I have come across the OEIS series A031363. It has this description:

Positive numbers of the form $x^2+xy-y^2$; or, of the form $5x^2-y^2$.

So it is saying that all numbers that can be written in the form $x^2+xy-y^2$ can be written as $5x^2-y^2$.

I am a beginner at Number Theory, so any tips or hints on how to proof it would be great.
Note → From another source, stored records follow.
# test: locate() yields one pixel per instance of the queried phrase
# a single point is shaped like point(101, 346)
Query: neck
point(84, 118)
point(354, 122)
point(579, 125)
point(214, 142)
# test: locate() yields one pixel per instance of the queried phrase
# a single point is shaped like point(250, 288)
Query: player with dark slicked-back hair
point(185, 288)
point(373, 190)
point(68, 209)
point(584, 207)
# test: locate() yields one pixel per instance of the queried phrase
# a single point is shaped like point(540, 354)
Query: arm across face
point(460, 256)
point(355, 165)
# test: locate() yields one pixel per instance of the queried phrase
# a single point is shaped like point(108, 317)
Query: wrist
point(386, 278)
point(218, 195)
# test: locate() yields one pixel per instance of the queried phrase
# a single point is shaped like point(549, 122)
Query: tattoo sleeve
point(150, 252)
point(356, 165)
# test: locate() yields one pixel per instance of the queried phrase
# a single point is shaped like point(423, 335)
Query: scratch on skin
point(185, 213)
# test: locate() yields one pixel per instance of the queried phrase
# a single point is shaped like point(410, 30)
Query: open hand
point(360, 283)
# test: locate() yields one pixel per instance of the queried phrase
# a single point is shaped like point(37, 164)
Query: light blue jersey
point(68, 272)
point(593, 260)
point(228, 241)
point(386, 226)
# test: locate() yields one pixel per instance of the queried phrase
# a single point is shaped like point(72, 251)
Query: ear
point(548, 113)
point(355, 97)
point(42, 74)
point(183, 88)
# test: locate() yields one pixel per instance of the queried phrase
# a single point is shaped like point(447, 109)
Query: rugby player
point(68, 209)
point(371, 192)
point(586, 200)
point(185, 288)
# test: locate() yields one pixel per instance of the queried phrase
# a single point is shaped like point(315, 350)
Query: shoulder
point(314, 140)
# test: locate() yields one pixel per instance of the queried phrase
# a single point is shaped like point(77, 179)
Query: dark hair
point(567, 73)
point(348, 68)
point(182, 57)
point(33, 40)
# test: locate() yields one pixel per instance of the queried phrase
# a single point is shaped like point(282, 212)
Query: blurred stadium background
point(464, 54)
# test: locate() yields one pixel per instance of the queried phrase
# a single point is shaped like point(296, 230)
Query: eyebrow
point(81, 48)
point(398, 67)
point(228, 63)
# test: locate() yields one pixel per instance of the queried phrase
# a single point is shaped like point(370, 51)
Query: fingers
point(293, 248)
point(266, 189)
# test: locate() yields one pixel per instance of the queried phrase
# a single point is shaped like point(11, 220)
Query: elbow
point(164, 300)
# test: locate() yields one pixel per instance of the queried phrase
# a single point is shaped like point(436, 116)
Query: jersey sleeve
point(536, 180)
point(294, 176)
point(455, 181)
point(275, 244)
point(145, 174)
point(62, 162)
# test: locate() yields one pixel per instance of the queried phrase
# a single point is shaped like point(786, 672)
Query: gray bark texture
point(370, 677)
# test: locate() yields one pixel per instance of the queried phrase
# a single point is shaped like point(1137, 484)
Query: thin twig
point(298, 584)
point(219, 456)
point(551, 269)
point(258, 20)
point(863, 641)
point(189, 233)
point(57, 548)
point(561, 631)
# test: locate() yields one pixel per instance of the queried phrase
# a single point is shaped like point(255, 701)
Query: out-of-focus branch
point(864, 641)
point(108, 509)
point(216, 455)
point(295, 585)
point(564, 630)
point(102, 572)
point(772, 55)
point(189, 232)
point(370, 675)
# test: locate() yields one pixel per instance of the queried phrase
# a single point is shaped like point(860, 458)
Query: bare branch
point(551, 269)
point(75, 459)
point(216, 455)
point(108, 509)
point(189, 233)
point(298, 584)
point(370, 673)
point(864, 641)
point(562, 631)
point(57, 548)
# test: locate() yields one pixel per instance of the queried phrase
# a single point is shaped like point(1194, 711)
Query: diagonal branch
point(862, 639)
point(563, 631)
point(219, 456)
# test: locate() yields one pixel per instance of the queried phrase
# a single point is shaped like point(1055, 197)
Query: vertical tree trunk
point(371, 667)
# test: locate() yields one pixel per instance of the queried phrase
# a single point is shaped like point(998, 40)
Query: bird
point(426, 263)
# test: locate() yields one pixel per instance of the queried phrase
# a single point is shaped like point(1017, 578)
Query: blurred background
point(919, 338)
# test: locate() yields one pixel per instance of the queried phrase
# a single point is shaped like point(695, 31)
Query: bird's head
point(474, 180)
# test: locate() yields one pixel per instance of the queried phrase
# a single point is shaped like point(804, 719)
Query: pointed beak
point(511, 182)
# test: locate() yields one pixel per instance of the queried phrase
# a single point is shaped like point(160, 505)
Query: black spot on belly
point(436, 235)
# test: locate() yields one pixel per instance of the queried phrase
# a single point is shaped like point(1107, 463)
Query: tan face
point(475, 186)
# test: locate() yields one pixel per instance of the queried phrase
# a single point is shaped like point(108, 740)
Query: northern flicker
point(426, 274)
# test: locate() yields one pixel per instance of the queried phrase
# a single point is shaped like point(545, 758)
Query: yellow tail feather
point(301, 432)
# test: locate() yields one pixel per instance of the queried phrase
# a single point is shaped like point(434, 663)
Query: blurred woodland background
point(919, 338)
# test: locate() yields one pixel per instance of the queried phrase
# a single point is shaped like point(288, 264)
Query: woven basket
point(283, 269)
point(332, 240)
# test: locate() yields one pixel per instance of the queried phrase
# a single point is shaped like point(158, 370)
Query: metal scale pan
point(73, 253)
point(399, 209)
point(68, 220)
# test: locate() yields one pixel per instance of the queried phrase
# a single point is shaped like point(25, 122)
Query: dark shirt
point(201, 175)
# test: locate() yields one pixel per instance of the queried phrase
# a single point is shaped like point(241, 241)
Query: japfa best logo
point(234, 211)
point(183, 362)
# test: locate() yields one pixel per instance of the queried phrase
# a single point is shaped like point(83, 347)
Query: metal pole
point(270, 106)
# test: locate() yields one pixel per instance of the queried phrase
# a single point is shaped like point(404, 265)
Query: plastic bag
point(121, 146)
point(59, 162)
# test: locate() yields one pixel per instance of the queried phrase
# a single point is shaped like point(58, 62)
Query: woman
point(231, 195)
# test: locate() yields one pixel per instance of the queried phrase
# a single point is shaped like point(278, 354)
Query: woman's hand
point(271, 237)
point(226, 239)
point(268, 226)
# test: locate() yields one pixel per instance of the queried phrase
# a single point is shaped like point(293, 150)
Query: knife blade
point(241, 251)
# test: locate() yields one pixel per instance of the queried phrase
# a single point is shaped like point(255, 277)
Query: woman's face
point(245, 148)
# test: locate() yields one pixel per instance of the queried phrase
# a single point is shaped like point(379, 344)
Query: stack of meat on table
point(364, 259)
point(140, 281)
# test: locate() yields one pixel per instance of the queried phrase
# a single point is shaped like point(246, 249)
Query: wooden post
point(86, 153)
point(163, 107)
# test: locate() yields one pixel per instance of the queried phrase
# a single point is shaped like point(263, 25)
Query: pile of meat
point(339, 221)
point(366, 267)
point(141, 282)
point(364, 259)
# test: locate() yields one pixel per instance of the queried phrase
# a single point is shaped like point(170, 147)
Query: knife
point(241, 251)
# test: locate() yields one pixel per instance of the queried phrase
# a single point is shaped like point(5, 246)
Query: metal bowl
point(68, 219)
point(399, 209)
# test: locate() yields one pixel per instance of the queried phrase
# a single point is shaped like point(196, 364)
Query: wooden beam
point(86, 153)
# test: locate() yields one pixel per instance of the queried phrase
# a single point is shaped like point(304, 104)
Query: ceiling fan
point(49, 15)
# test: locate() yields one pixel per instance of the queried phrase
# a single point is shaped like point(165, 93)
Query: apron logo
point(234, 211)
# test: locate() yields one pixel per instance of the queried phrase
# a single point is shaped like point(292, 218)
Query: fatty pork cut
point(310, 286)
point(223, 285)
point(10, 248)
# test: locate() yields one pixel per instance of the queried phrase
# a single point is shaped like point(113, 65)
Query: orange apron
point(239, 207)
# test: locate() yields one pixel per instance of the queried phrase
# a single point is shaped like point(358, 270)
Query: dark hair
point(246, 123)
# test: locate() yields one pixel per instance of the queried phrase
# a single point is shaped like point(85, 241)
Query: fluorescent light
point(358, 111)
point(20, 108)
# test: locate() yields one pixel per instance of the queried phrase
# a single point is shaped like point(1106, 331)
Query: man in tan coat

EDIT: I have done a tiny computer search on it, and confirmed that all numbers (< 10000) that can be written in the first form can also be written in the second form. So it is saying that both form is identical.

Answer 1

If one of $x$, $y$ is even, WLOG let $x = 2a$. Same as what Bob Krueger said, $x^2 + xy - y^2 = 5a^2 - (a-y)^2$

If both $x$ and $y$ are odd, then $x + y$ and $x + 3y$ are even. We can check $x^2 + xy - y^2 = 5\left(\frac{x + y}{2}\right)^2 - \left(\frac{x + 3y}{2}\right)^2$

Answer 2

It seems to me that there is a case missing in the accepted answer. I don't see how we can take $x=2a$ "without loss of generality," because the form $x^2+xy-y^2$ is not symmetric in $x$ and $y.$ Indeed, when $y=2a,$ we have $x^2+xy-y^2 = x^2+2ax-4a^2=2x^2-(2a-x)^2,$ and I don't see how to put this in the required form.

However, when $y$ is even, we have $$5\left(x-\frac{y}{2}\right)^2-\left(2x-\frac{3y}{2}\right)^2=x^2+xy-y^2,$$

so the theorem is true is this case too.

As I noted in a comment on the accepted answer, the identity $$5u^2-v^2=(3u-v)^2+(3u-v)(v-u)-(v-u)^2$$ establishes the converse.